Theme
Research
Teaching
Resume/CV
Chapter 1Probability and Random Variables
LOL LOL LOL LOL LOL LOL LOL LOL LOL LOL LOL LOL LOL LOL LOL LOL LOL LOL LOL LOL LOL LOL LOL LOL LOL LOL LOL LOL LOL LOL LOL LOL LOL LOL LOL a^2 + b^2 = c^2\(a^2 + b^2 = c^2\)
Remark 1.1: Zero
This will reference itself rmk-new[unresolved:rmk-new]

The value must be chosen carefully 1.

Another this: 2 a^2 + b^2 = c^2 \rightarrow a^2 + b^2 = c^2 \rightarrow a^2 + b^2 = c^2 \rightarrow a^2 + b^2 = c^2 \rightarrow a^2 + b^2 = c^2 \rightarrow a^2 + b^2 = c^2 \rightarrow a^2 + b^2 = c^2 \rightarrow a^2 + b^2 = c^2 \rightarrow a^2 + b^2 = c^2 \rightarrow a^2 + b^2 = c^2 \rightarrow a^2 + b^2 = c^2
a^2 + b^2 = c^2 \rightarrow a^2 + b^2 = c^2 \rightarrow a^2 + b^2 = c^2 \rightarrow a^2 + b^2 = c^2 \rightarrow a^2 + b^2 = c^2 \rightarrow a^2 + b^2 = c^2 \rightarrow a^2 + b^2 = c^2 \rightarrow a^2 + b^2 = c^2 \rightarrow a^2 + b^2 = c^2 \rightarrow a^2 + b^2 = c^2 \rightarrow a^2 + b^2 = c^2
todo-envCOSC1P03: Todo, goal-envCOSC1P03: Goal, answer-envCOSC1P03: Answer, and def-subsetCOSC1P03: Def Subset
Section 1.1Sample Spaces and Events
Remark 1.2: First remark
The remark is working!

Probability formalizes uncertainty using set theory from ch-sets[unresolved:ch-sets]. Events live in a σ-algebra (see def-sigma-algebra[unresolved:def-sigma-algebra]), and measures quantify likelihoods.

Definition 1.1: Sample Space
The sample space Ω is the set of all possible outcomes of an experiment.
It is important to refer to rmk-event[unresolved:rmk-event].
Definition 1.2: Event
An event is any subset E ⊆ Ω that belongs to the underlying σ-algebra 𝔽.
Definition 1.3: Probability Measure
A probability measure is a function P : 𝔽 → [0,1] such that P(Ω)=1 and for any countable collection of pairwise disjoint events Eᵢ, P(⋃ᵢ Eᵢ)=∑ᵢ P(Eᵢ). Here 𝔽 is a σ-algebra (see def-sigma-algebra[unresolved:def-sigma-algebra]).
Example 1.1: Two Tosses of a Fair Coin
Let Ω = HH, HT, TH, TT. With the power set 𝒫(Ω) as 𝔽 (see def-powerset[unresolved:def-powerset]), assign P(ω)=1/4 to each outcome.

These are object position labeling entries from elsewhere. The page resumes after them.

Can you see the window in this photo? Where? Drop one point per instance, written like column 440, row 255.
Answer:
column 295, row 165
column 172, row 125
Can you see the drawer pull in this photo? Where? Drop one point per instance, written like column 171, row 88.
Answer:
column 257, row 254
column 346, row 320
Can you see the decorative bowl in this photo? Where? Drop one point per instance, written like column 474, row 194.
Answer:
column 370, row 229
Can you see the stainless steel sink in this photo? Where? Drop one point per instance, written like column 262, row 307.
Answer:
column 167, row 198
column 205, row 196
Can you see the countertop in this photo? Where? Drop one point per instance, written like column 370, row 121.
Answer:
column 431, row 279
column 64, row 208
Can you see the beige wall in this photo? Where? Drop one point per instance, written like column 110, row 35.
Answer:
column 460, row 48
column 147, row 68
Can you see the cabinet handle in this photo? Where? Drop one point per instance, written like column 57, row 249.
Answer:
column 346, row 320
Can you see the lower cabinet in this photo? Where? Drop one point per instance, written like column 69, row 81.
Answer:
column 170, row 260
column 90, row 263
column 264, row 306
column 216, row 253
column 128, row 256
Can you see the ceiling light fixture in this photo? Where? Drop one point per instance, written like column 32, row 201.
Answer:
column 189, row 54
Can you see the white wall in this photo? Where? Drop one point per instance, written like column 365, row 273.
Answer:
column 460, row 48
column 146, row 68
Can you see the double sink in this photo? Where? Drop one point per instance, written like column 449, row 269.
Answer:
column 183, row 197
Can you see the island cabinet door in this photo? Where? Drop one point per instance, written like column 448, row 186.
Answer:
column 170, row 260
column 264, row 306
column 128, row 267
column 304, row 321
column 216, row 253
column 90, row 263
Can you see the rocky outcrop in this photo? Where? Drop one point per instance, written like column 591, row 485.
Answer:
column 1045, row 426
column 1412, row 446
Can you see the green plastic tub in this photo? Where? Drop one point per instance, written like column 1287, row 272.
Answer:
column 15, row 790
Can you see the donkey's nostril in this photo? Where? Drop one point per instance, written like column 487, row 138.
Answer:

Then P(HH, HT) = 1/2.
Table 1.1. Kolmogorov axioms (informal)
Kolmogorov axioms (informal)
#Statement
1Nonnegativity: P(E) ≥ 0.
2Normalization: P(Ω) = 1.
3Countable additivity for disjoint events.
Section 1.2Conditional Probability and Bayes

Conditioning refines uncertainty by restricting to a subset event; its algebra mirrors set-intersection (see def-intersection[unresolved:def-intersection]).

Definition 1.4: Conditional Probability
For P(B) > 0, define P(A | B) = P(A ∩ B) / P(B).
Theorem 1.1: Law of Total Probability
If B₁,…,Bₙ partitions Ω with P(Bᵢ)>0, then for any event A, P(A) = ∑ᵢ P(A | Bᵢ) P(Bᵢ).
Proof 1.1:
Write A = ⋃ᵢ (A ∩ Bᵢ), notice the union is disjoint by the partition property, apply countable additivity, and rewrite P(A ∩ Bᵢ)=P(A | Bᵢ)P(Bᵢ).
Theorem 1.2: Bayes' Theorem
For P(A)>0 and P(B)>0, P(A | B) = P(B | A) P(A) / P(B).
Proof 1.2:
From P(A ∩ B)=P(A | B)P(B)=P(B | A)P(A), solve for P(A | B).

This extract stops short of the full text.